President Putin on State Visit, Discusses Russia’s Relations to Italy, U.S. with Corriere della Sera
July 4, 2019 (EIRNS)—Russian President Vladimir Putin visited Rome today and met President Sergio Mattarella, Prime Minister Giuseppe Conte, Pope Francis, and his friend Silvio Berlusconi.
His meeting with Prime Minister Conte took place this afternoon and was followed by a press conference.
Putin gave an interview to Corriere della Sera, published today. In the text, posted on the President’s website, he says that the breakdown of the system of international security began when George W. Bush withdrew the U.S. from the ABM Treaty. The U.S. refuses to negotiate on the Intermediate-Range Nuclear Forces (INF) Treaty, and just yesterday, Putin signed legislation for Russia to suspend the treaty. The START Treaty will expire in 2021, but the U.S. is apparently not ready to discuss its extension or replacement.
But then he continues:
“Recently, the administration in Washington has begun to reflect on the possibility of restarting our bilateral dialogue on a broad strategic agenda. I believe that reaching concrete agreements in the field of ensuring arms control would help improve international stability. Russia has political will to do this; now it is for the U.S. to make a decision. I reiterated this position at our meeting with President Trump on the sidelines of the G20 Summit in Japan not long ago.”
He further responded to another question, saying:
“To overcome the current unhealthy situation, we have to abandon the archaic concepts of ‘deterrence’ and ‘bloc philosophy’ from the Cold War era.
“The security system should be common and indivisible. Such architecture should be based on the fundamental principles of inter-state relations enshrined in the UN Charter and the Helsinki Final Act, including the non-use of force or the threat of force, non-interference in the internal affairs of sovereign states, and peaceful political settlement of disputes.”

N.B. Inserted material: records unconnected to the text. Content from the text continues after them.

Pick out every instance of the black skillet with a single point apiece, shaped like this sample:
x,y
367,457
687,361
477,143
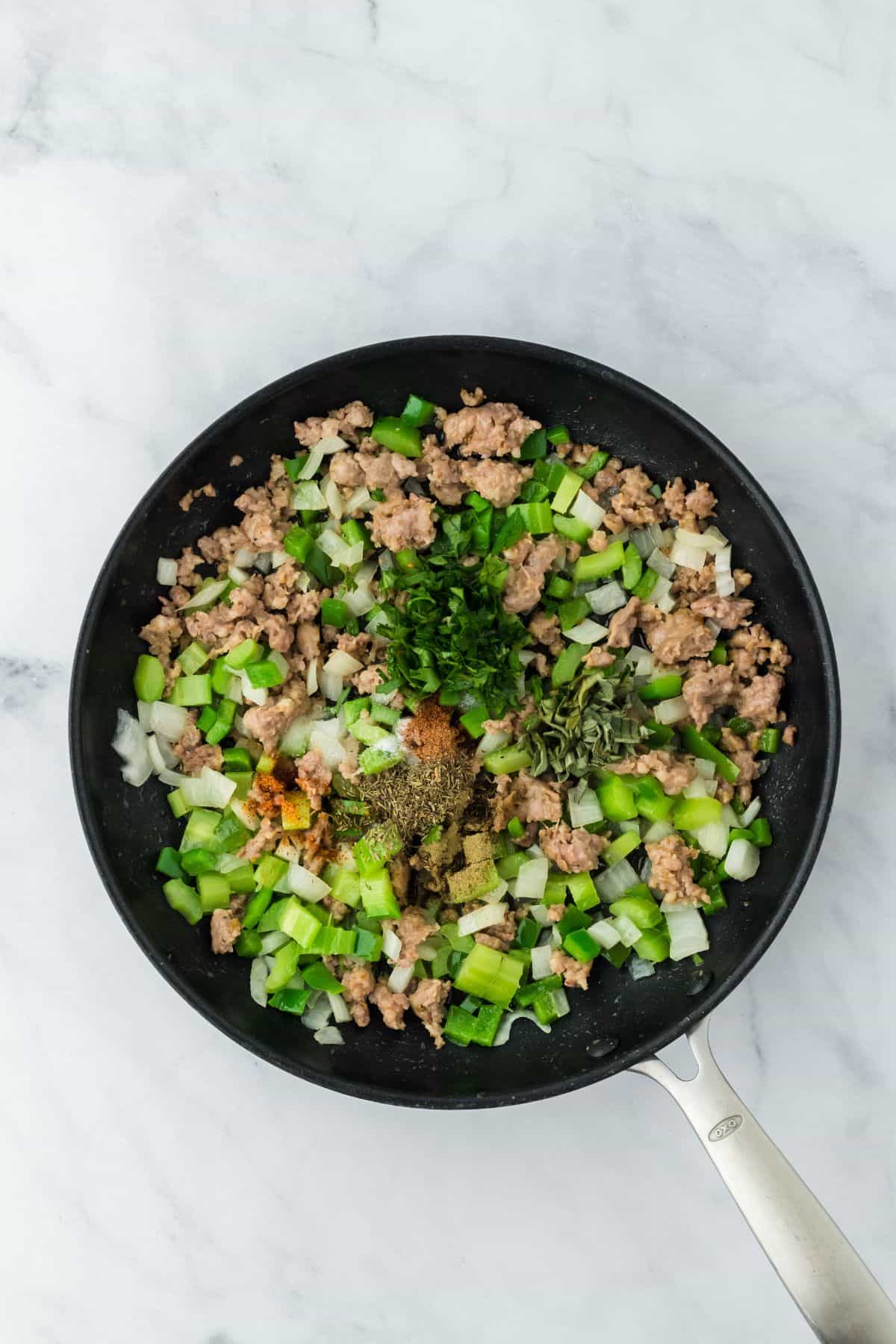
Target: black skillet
x,y
620,1023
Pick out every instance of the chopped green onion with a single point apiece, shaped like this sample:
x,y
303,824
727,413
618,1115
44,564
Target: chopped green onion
x,y
191,690
600,564
662,688
149,679
559,435
534,447
595,464
398,436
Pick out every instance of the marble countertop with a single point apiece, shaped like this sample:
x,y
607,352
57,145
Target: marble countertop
x,y
199,198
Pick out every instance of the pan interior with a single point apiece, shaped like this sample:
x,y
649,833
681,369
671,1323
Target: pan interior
x,y
127,827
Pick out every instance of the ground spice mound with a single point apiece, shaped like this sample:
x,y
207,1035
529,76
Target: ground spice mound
x,y
418,797
430,734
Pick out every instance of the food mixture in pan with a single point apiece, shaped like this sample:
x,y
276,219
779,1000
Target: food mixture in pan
x,y
457,715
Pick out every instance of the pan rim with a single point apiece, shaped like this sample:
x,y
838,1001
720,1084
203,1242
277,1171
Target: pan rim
x,y
830,714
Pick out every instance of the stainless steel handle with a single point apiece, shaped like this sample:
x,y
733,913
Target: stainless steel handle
x,y
830,1285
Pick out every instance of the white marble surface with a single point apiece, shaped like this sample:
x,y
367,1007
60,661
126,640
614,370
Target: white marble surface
x,y
198,198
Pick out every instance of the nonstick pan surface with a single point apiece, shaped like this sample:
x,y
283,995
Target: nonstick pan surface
x,y
618,1021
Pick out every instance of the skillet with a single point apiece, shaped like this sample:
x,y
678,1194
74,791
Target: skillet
x,y
620,1023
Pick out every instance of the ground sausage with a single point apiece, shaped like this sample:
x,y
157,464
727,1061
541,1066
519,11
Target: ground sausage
x,y
347,423
571,851
429,1001
676,638
727,612
529,800
759,699
494,429
671,871
391,1004
193,753
709,687
403,522
622,624
672,774
499,483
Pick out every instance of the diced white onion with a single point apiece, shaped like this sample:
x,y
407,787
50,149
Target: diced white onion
x,y
606,598
329,685
742,860
334,497
294,741
329,1035
714,541
672,712
391,945
341,665
339,1008
615,880
254,694
662,564
208,789
688,557
361,600
358,500
484,917
305,885
586,632
328,745
317,1014
245,813
503,1034
641,660
273,941
131,745
531,880
687,933
492,741
541,964
750,813
168,721
160,754
257,977
206,597
332,444
603,933
714,838
401,979
628,930
585,806
588,511
312,465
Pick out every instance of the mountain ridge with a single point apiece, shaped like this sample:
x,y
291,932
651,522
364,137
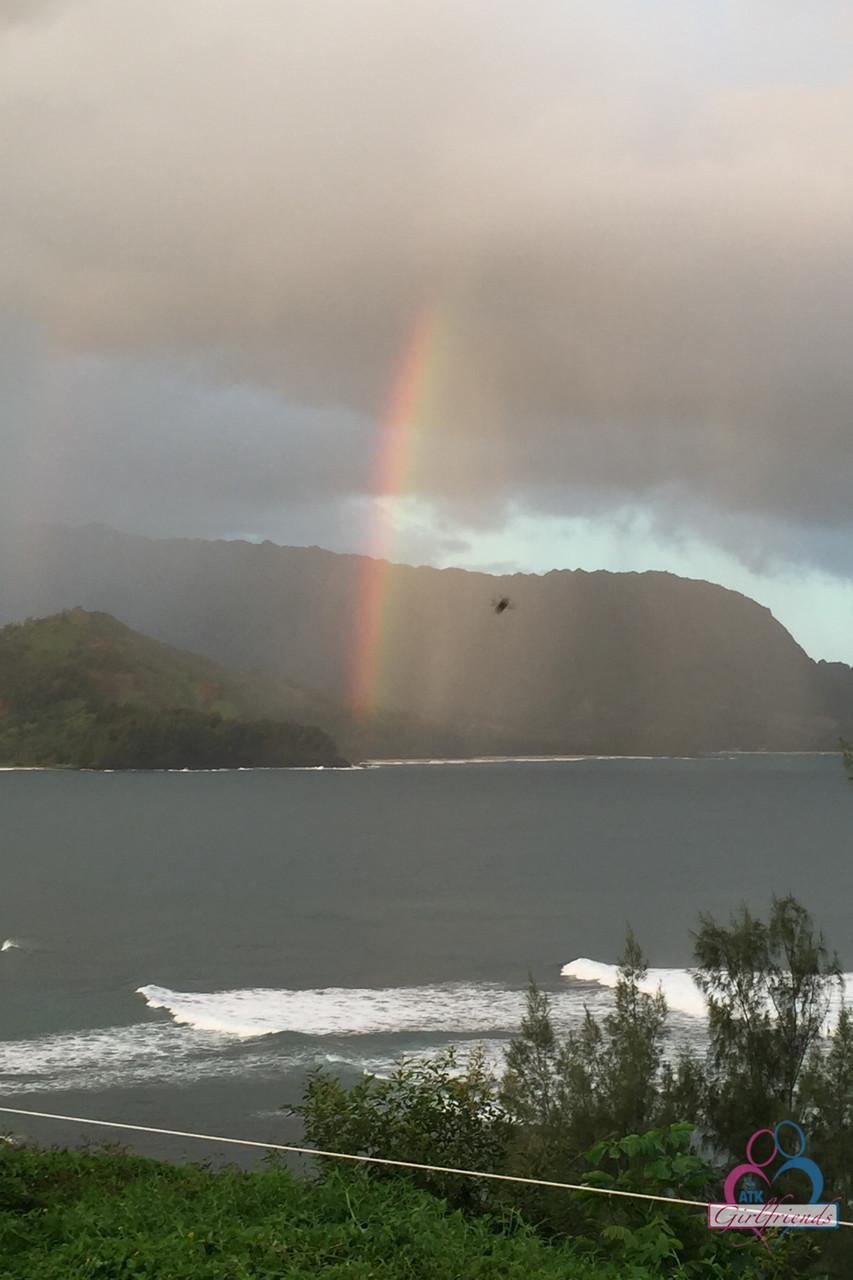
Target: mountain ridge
x,y
587,661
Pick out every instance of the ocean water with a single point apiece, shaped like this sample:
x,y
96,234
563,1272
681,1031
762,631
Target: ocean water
x,y
179,949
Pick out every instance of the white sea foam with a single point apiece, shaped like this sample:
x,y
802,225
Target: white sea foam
x,y
682,992
678,986
164,1054
451,1008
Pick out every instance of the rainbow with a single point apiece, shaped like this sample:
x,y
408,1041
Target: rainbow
x,y
397,434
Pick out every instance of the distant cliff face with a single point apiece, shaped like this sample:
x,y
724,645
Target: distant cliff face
x,y
584,662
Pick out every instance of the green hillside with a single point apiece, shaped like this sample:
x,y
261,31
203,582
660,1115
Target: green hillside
x,y
71,1216
81,689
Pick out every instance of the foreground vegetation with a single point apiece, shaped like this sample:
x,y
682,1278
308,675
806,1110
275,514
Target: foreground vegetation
x,y
72,1216
85,691
614,1105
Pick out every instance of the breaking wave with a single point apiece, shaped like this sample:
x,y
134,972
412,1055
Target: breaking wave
x,y
451,1008
678,986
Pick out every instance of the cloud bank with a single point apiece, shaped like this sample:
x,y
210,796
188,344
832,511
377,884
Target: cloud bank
x,y
633,222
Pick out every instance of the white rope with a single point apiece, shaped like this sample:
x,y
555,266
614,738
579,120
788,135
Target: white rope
x,y
364,1160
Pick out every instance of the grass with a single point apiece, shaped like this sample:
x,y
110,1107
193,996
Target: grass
x,y
69,1215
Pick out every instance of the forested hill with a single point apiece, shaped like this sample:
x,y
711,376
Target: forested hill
x,y
83,690
637,663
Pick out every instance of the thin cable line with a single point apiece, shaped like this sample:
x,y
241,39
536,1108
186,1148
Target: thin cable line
x,y
365,1160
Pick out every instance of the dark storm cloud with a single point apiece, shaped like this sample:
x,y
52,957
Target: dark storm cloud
x,y
634,224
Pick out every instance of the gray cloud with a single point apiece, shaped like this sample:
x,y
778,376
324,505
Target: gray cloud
x,y
632,224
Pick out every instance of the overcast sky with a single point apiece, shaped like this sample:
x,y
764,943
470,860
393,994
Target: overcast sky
x,y
632,223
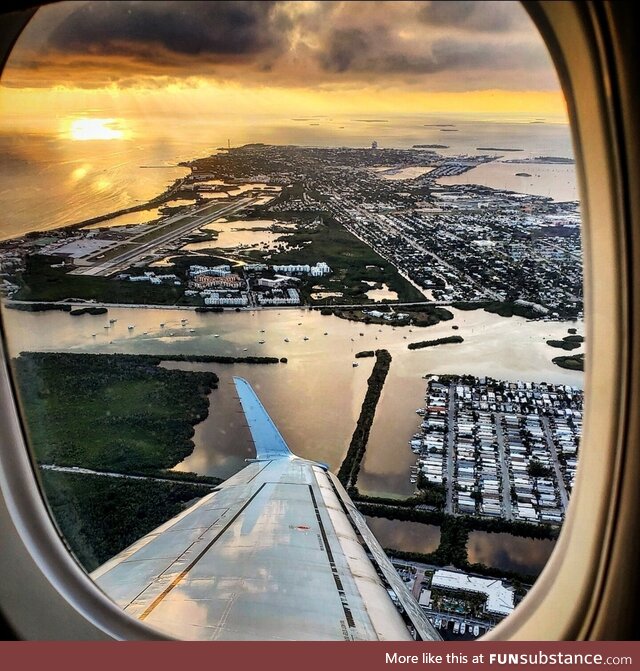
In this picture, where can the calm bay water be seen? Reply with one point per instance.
(315, 398)
(410, 536)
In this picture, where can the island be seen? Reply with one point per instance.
(431, 146)
(496, 149)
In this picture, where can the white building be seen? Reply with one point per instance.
(217, 271)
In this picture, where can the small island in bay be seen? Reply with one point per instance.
(430, 146)
(496, 149)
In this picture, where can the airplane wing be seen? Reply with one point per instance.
(277, 552)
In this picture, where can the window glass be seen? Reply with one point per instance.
(367, 210)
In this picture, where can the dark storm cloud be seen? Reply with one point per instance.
(488, 16)
(157, 31)
(346, 49)
(357, 52)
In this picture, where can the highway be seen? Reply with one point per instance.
(87, 471)
(564, 497)
(194, 220)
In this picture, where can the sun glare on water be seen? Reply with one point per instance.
(96, 129)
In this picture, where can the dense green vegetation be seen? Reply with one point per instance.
(573, 362)
(213, 358)
(406, 509)
(437, 341)
(100, 516)
(427, 315)
(348, 473)
(351, 260)
(110, 411)
(77, 312)
(567, 343)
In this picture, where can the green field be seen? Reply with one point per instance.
(41, 282)
(110, 411)
(100, 516)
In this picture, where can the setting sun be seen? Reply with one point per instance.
(96, 129)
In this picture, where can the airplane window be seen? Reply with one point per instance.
(247, 245)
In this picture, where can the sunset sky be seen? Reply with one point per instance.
(124, 60)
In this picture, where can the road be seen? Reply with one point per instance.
(194, 220)
(564, 497)
(507, 508)
(451, 433)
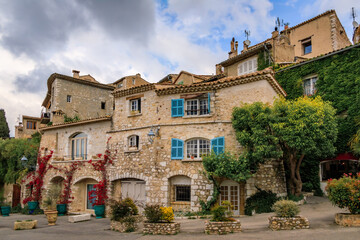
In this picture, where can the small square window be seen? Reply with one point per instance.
(310, 86)
(307, 46)
(182, 193)
(135, 105)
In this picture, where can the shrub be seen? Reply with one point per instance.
(122, 209)
(167, 214)
(261, 202)
(286, 208)
(153, 213)
(221, 213)
(307, 187)
(345, 192)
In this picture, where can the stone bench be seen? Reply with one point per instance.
(79, 218)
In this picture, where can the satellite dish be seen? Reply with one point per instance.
(355, 24)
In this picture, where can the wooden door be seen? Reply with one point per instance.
(16, 195)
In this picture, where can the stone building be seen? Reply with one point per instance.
(319, 35)
(27, 127)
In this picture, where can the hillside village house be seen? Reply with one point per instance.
(161, 130)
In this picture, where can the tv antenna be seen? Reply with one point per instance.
(353, 14)
(247, 34)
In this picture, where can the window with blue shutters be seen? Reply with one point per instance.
(218, 145)
(177, 148)
(177, 107)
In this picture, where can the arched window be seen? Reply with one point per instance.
(133, 142)
(79, 146)
(195, 148)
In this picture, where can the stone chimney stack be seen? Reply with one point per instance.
(76, 74)
(233, 50)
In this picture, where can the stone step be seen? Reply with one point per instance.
(79, 218)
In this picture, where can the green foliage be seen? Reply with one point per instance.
(4, 127)
(262, 202)
(123, 209)
(227, 165)
(71, 119)
(345, 192)
(263, 60)
(153, 213)
(286, 208)
(11, 151)
(290, 130)
(338, 82)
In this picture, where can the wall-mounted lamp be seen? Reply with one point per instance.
(154, 131)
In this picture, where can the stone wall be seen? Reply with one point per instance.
(161, 228)
(85, 100)
(222, 227)
(288, 223)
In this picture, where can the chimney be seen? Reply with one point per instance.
(233, 51)
(275, 33)
(76, 74)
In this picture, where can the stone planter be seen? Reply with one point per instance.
(288, 223)
(51, 216)
(221, 228)
(347, 219)
(161, 228)
(23, 225)
(123, 226)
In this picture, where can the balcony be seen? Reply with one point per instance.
(45, 117)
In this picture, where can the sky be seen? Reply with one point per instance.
(110, 39)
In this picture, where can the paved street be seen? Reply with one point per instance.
(318, 210)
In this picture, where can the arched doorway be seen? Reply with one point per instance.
(180, 193)
(233, 192)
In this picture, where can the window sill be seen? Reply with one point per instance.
(132, 151)
(192, 160)
(198, 116)
(135, 115)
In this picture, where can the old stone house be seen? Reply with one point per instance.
(319, 35)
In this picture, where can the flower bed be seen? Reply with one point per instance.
(222, 227)
(288, 223)
(347, 219)
(23, 225)
(161, 228)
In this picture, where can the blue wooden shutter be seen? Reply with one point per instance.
(177, 148)
(218, 145)
(177, 107)
(209, 103)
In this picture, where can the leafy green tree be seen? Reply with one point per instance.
(4, 127)
(289, 130)
(11, 151)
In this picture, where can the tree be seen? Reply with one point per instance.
(289, 130)
(4, 127)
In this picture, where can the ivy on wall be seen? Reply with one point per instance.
(339, 83)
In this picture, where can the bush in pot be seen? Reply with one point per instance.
(160, 220)
(287, 216)
(345, 193)
(124, 215)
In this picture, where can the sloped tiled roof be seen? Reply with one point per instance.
(80, 122)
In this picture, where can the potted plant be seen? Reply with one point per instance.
(345, 193)
(50, 203)
(222, 221)
(124, 216)
(98, 197)
(5, 209)
(160, 221)
(286, 216)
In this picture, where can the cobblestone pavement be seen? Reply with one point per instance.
(318, 210)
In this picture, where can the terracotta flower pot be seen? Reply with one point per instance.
(51, 216)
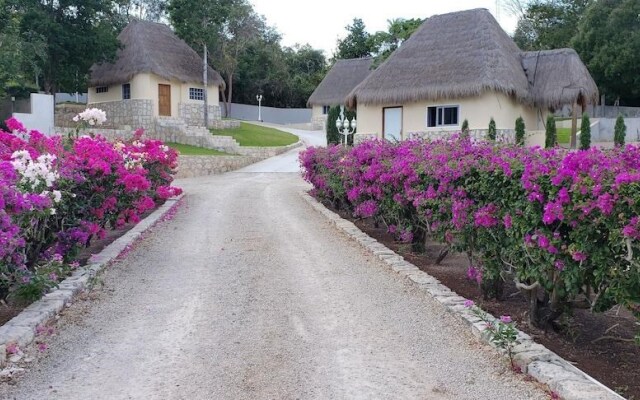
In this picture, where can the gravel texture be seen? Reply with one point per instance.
(248, 293)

Putin was asked about his relations with Deputy Prime Minister, Lega head Matteo Salvini and with former Prime Minister Berlusconi. He answered that relations with Salvini are on the level of party to party, but he praised the fact that
“Matteo Salvini has warm feelings for Russia, and he is well familiar with its realities. We met in 2014 in Milan, where we discussed prospects for development of Russian-Italian ties, as well as Russia’s relations with the European Union.”
However, “in our relations with foreign states we have regard for lawfully elected, legitimate leaders.”
On Berlusconi, with whom he met privately, he said that “Silvio is a politician of international standing, a true leader who strenuously defended the interests of his country in the international arena. ... We rarely meet, but when we have such an opportunity, he never lets himself discuss domestic issues. Neither do I.
“It is important that in Italy there is an absolute consensus among all political forces on the need to develop good relations with Russia. And we fully reciprocate it.”